Typical landscape of the Sudan region
For the country in north-east Africa see Sudan.

The Sudan, from the Arabic bilâd as-sûdân or "land of the Blacks" (an expression denoting West and Central Africa1), is a geographic region stretching from West to Eastern Africa. The phrase "The Sudan" is also used by some to refer specifically to the modern-day country of Sudan, the savanna of which forms much of the larger region.

The Sudan extends in a band across Africa from Mali (formerly known as French Sudan when it was a French colony) in the west to the western edge of the Ethiopian Highlands in the east. To the north lies the Sahel, a more arid Acacia savanna region which in turn borders the Sahara desert, and to the east Ethiopia (called al-Ḥabašah in Arabic). The grass in the Sudan is longer than in the Sahel, and because the region receives more rainfall than the Sahel it is more suitable for farming.
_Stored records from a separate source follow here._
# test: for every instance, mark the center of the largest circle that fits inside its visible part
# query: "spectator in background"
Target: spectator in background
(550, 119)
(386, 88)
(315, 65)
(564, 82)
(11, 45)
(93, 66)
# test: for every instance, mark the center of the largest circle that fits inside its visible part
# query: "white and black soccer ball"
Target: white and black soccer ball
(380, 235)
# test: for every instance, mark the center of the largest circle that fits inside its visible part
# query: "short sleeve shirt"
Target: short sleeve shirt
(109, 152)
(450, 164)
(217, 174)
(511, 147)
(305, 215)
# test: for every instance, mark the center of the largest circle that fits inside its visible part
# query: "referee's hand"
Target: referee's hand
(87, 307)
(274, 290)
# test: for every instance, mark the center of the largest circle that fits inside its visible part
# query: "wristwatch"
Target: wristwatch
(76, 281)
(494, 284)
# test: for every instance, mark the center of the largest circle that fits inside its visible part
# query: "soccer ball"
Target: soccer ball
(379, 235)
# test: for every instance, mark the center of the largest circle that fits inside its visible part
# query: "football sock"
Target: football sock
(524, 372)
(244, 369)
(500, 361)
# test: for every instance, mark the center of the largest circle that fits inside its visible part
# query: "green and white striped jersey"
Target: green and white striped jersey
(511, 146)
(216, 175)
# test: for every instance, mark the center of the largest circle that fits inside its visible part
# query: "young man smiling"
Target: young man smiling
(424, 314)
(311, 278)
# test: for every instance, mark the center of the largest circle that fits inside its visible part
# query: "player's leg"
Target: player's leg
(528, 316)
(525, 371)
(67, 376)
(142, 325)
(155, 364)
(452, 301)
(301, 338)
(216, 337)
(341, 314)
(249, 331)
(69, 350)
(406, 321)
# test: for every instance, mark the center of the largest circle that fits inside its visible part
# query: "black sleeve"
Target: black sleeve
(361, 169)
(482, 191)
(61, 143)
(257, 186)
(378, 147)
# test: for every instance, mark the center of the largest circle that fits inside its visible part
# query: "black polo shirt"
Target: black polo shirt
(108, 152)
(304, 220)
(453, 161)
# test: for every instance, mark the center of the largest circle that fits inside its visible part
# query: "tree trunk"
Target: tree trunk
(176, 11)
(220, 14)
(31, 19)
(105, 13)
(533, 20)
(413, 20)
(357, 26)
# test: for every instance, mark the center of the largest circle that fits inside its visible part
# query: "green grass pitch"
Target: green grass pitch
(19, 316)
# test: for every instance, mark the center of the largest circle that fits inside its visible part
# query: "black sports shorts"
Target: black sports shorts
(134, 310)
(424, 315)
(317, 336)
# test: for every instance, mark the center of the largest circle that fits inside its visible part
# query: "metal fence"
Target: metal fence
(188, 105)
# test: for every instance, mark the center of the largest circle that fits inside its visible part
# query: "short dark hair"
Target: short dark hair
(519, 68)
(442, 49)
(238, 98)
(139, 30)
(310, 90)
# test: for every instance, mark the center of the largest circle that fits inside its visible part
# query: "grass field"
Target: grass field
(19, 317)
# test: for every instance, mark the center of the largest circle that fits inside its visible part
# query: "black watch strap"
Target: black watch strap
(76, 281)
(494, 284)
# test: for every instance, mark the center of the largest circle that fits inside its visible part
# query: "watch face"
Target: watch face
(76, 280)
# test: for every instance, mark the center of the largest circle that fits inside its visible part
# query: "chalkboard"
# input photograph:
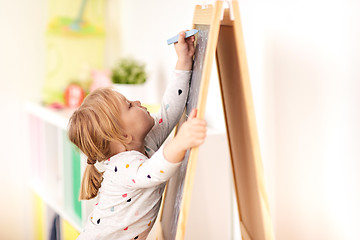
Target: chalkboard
(174, 193)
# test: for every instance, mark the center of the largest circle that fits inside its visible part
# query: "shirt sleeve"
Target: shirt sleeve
(142, 172)
(172, 107)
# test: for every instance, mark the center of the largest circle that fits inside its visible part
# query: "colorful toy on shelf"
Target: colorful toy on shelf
(74, 95)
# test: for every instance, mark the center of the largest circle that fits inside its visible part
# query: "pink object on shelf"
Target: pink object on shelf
(100, 79)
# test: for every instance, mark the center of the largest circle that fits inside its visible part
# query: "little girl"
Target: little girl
(126, 141)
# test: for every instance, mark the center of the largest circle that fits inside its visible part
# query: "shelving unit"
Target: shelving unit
(57, 166)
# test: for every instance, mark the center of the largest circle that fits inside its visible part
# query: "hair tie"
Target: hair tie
(91, 162)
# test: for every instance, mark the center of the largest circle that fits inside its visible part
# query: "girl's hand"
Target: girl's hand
(191, 134)
(185, 50)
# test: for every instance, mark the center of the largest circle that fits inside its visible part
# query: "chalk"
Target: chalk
(187, 34)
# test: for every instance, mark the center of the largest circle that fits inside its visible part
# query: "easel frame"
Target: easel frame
(226, 43)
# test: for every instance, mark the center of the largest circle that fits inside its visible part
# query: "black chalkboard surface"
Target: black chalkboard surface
(174, 192)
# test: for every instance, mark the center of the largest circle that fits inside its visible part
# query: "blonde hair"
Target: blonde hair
(92, 127)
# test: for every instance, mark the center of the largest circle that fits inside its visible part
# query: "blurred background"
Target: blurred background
(303, 58)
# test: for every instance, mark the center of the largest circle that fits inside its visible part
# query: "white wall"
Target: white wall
(303, 58)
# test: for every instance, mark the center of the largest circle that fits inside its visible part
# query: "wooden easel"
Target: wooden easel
(226, 40)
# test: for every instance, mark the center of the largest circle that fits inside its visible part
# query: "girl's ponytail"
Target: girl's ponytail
(91, 181)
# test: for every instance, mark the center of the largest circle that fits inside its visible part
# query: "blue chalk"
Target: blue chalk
(187, 34)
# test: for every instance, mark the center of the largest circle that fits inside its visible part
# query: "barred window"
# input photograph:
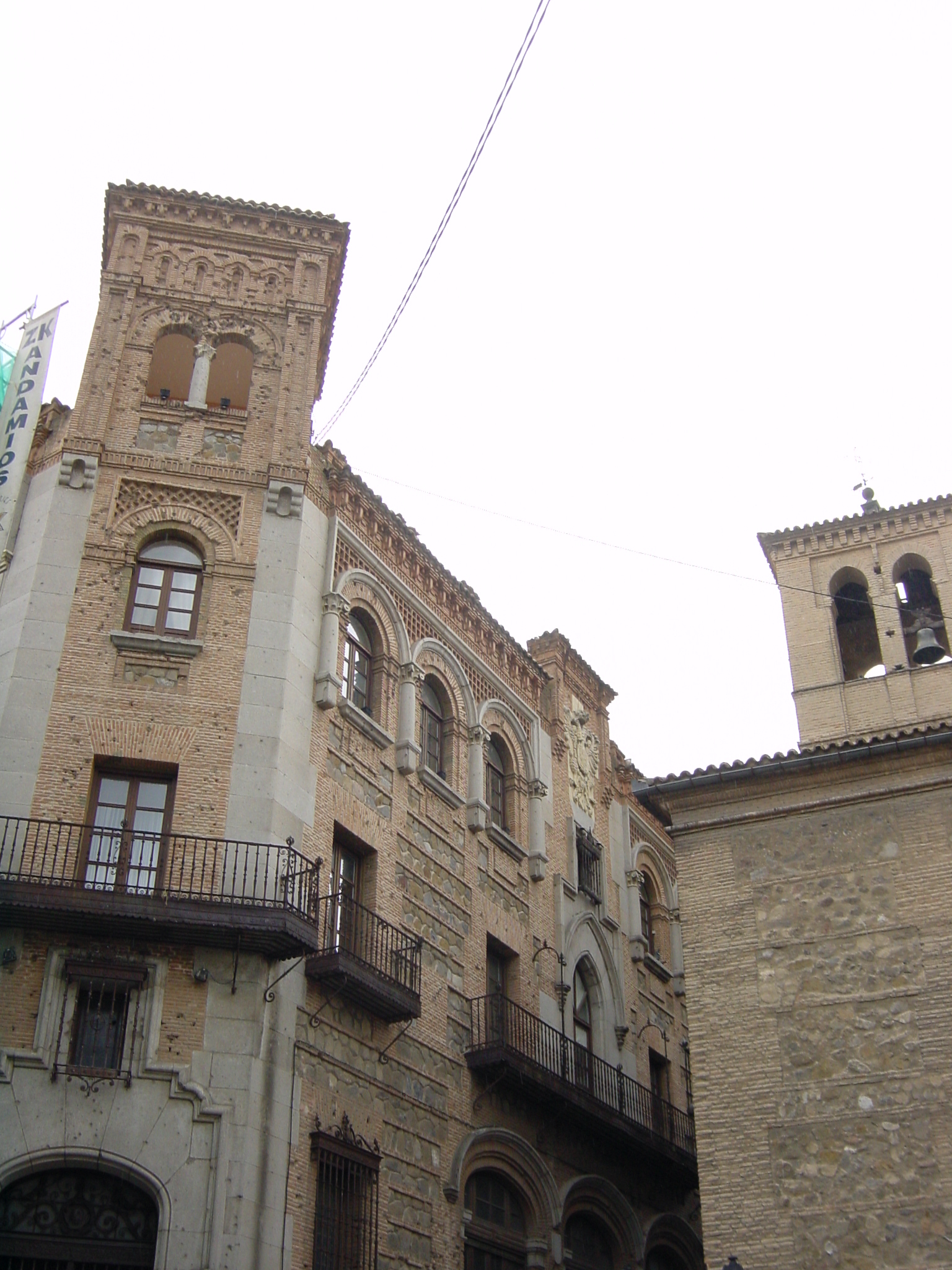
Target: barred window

The region is divided by the Cameroon Highlands into eastern and western halves. To the south of the western part is the Guinea forest-savanna mosaic. To the east in Sudan are the Sudd flooded grasslands, and to the south the Northern Congolian forest-savanna mosaic.

See also

Notes

  1. ^ International Association for the History of Religions, Numen, (E.J. Brill: 1959), p.131: "West Africa may be taken as the country stretching from Senegal in the west, to the Cameroons in the east; sometimes it has been called the central and western Sudan, the Bilad as-Sūdan, "Land of the Blacks", of the Arabs."